ALAN PIETRUSZYNSKI et al., Plaintiffs-Appellants, v. McCLIER CORPORATION, ARCHITECTS AND ENGINEERS, INC., Defendant-Appellee.

First District (2nd Division)

No. 1—02—1371

Opinion filed March 25, 2003.

*59Eugene K. Hollander, of Chicago, for appellants.

Wildman, Harrold, Allen & Dixon, of Chicago (Kathy P. Fox and Paul D. Cranley, of counsel), for appellee.

JUSTICE CAHILL

delivered the opinion of the court:

Our ruling addresses two issues: (1) whether an employee who *60testifies on behalf of a coworker in a workers’ compensation hearing may pursue a retaliatory discharge claim if he can prove his discharge is causally related to his participation in the hearing; and (2) whether an employee who repeats an employer’s remarks that may relate to a motive for plaintiffs’ discharge are admissible as admissions by the employer.

Plaintiffs Alan and Tim Pietruszynski were laborers employed by defendant the McClier Corporation, Architects and Engineers, Inc. (McClier). Their brother Scott was also employed by McClier. Scott filed a workers’ compensation claim for injuries sustained in a construction accident on a McClier jobsite. Plaintiffs were subpoenaed to testify at the workers’ compensation hearing. Plaintiffs were laid off one month after testifying. They then filed a complaint against Mc-Clier, alleging retaliatory discharge.

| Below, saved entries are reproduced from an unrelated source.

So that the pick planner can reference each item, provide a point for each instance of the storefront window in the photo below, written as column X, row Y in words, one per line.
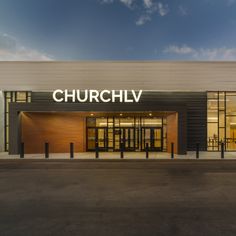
column 221, row 110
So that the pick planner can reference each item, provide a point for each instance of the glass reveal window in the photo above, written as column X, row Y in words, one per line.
column 221, row 119
column 13, row 96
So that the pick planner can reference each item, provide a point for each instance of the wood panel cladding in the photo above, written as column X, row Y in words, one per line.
column 56, row 128
column 172, row 132
column 195, row 102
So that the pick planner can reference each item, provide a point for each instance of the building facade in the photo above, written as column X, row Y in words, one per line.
column 114, row 105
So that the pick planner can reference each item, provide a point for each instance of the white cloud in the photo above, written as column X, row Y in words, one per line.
column 107, row 1
column 148, row 3
column 211, row 54
column 163, row 9
column 231, row 2
column 183, row 11
column 12, row 50
column 142, row 20
column 127, row 3
column 147, row 9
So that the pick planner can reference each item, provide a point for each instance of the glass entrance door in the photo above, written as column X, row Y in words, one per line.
column 128, row 138
column 97, row 135
column 101, row 137
column 125, row 135
column 152, row 136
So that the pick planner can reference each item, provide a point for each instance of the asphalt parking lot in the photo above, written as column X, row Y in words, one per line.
column 117, row 197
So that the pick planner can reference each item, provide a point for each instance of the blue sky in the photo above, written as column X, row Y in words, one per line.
column 117, row 30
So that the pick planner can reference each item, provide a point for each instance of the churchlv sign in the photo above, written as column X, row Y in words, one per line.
column 76, row 95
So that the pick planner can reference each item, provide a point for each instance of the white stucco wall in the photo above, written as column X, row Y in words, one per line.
column 1, row 122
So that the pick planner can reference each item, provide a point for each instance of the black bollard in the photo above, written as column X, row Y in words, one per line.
column 22, row 150
column 46, row 150
column 96, row 150
column 172, row 150
column 71, row 150
column 121, row 150
column 146, row 149
column 222, row 150
column 197, row 150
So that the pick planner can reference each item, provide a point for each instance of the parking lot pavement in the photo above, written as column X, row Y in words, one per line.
column 117, row 197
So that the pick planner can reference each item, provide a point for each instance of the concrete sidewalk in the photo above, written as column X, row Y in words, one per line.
column 127, row 155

Tim testified in a deposition that he was hired as a laborer by Mc-Clier in 1998. Tim said he secured a job with McClier because he was friends with Dan Svoboda, McClier’s highest ranking superintendent. Tim was assigned to a project at the Sun-Times newspaper building. The project was expected to be completed in June 1999. Scott, also assigned to the Sun-Times project, was injured in a scaffold accident at the site in January 1999. Tim did not witness the accident but was in the area where Scott fell. Tim was reassigned to another project the day after the accident. Manny Juarez, Mike Smagur and Ed Bogacki were Tim’s supervisors on that project. Tim knew that the project would end soon. Tim expected to be transferred to another project based on Svoboda’s comment that he needed Tim at another site.

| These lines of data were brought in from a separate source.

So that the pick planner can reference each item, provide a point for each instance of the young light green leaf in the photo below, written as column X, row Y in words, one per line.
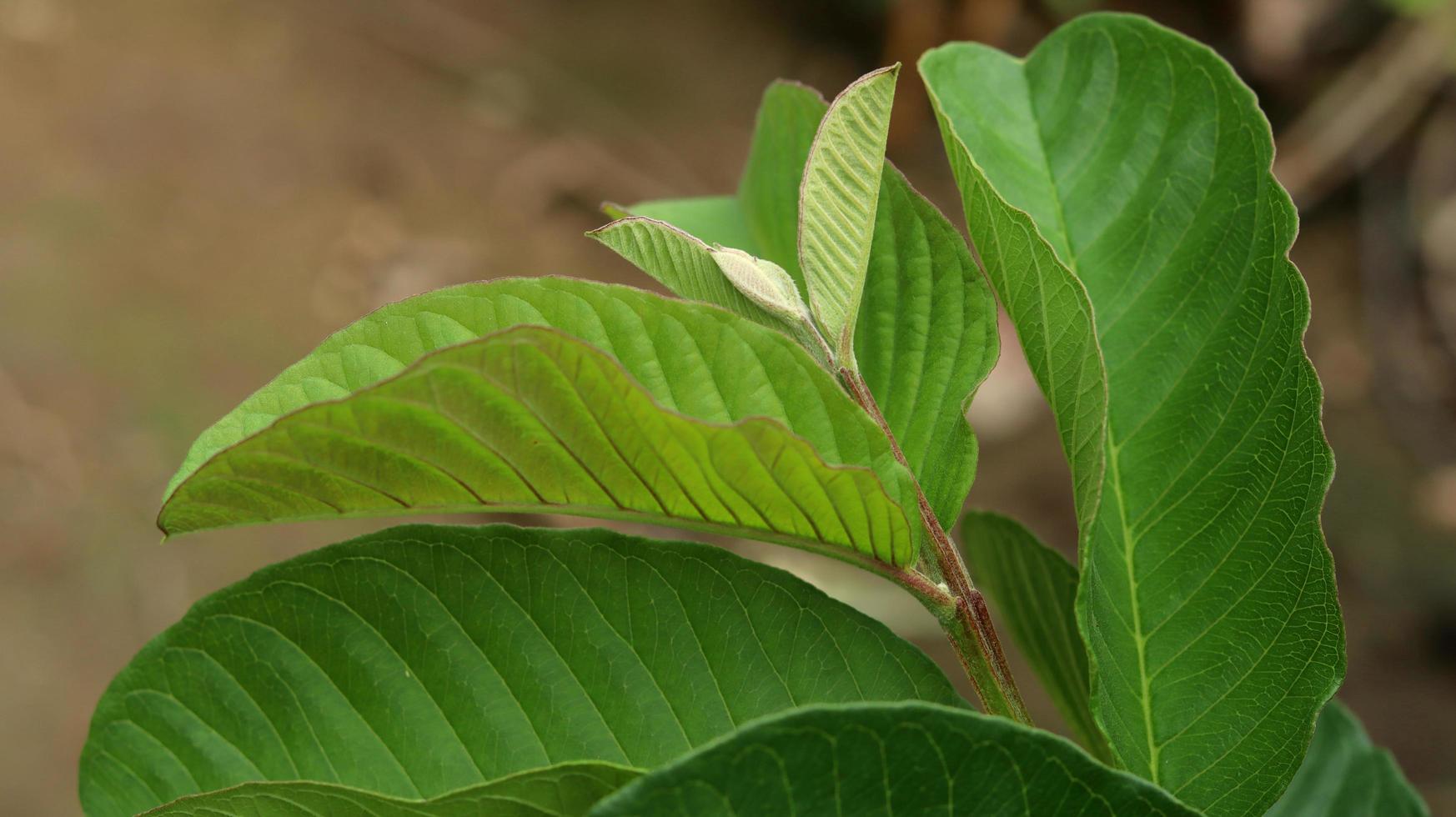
column 715, row 218
column 1344, row 775
column 1034, row 592
column 689, row 267
column 888, row 759
column 533, row 419
column 682, row 263
column 567, row 789
column 1124, row 169
column 762, row 282
column 926, row 331
column 421, row 660
column 837, row 201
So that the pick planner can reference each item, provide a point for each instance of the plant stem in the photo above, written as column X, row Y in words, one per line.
column 956, row 604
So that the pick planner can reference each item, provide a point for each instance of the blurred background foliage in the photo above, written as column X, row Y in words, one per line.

Tim received a subpoena to testify in Scott’s workers’ compensation hearing in April 1999. The hearing was continued and finally conducted in May 1999. Tim told his supervisors that he was leaving to testify on the day of the hearing. Juarez shook his head and told Tim that he and his brother Alan “are [expletive deleted] yourselves.” Tim said this comment was made in Smagur’s and Bogacki’s presence. Tom Corning, McClier’s chief operating officer, had been told that Tim and Alan would need time off to testify. Tim testified that Svoboda later admitted that Corning said that Tim and Alan had testified favorably on their brother’s behalf.

Tim testified that on Friday, June 18, 1999, the project was not completed. He expected to return to the site on Monday, June 21, 1999. Svoboda told Tim that he would see him on Monday. Tim saw Svoboda during the weekend of June 19-20. Svoboda told Tim that Jerry Strom, the project manager, had told Svoboda not to let Tim return to the jobsite on June 21. Strom also had told Svoboda not to let Tim report to the Du Page jobsite. Tim testified that Svoboda had *61been told by Corning that “there is not going to be a Pietruszynski working for McClier.” Tim asked to be assigned to other McClier projects but was told there were no available positions.

Alan testified that he was hired by McClier through his brother Scott in September 1998. Alan’s part-time employment became full time in November 1998. Alan was working at the Sun-Times project in 1999 when his brother Scott was injured in a scaffolding accident. Alan was transferred to another project the day after the accident. Alan testified that he knew that project would be ending in June. Alan testified that Svoboda told him he would be assigned to a project in Sterling, Illinois.

Alan received a subpoena to testify at Scott’s workers’ compensation hearing. Alan testified that Juarez told him and Tim that they were “[expletive deleted] themselves” the day they left work to testify at the hearing. Alan testified that his last day of work with McClier was June 18, 1999. He was never assigned to the Sterling project or another McClier project.

Tom Corning testified and denied that he told superintendents not to hire plaintiffs. Corning testified that he was not usually involved in layoff decisions, but he conceded that he had been involved in laying off plaintiffs. Corning said that the only reason plaintiffs were not assigned to other projects was because of a lack of work. McClier records submitted as exhibits during Coming’s deposition show that laborers were hired for both the Du Page and Sterling projects. Records also show that the number of laborer hours increased in June 1999, when plaintiffs were laid off.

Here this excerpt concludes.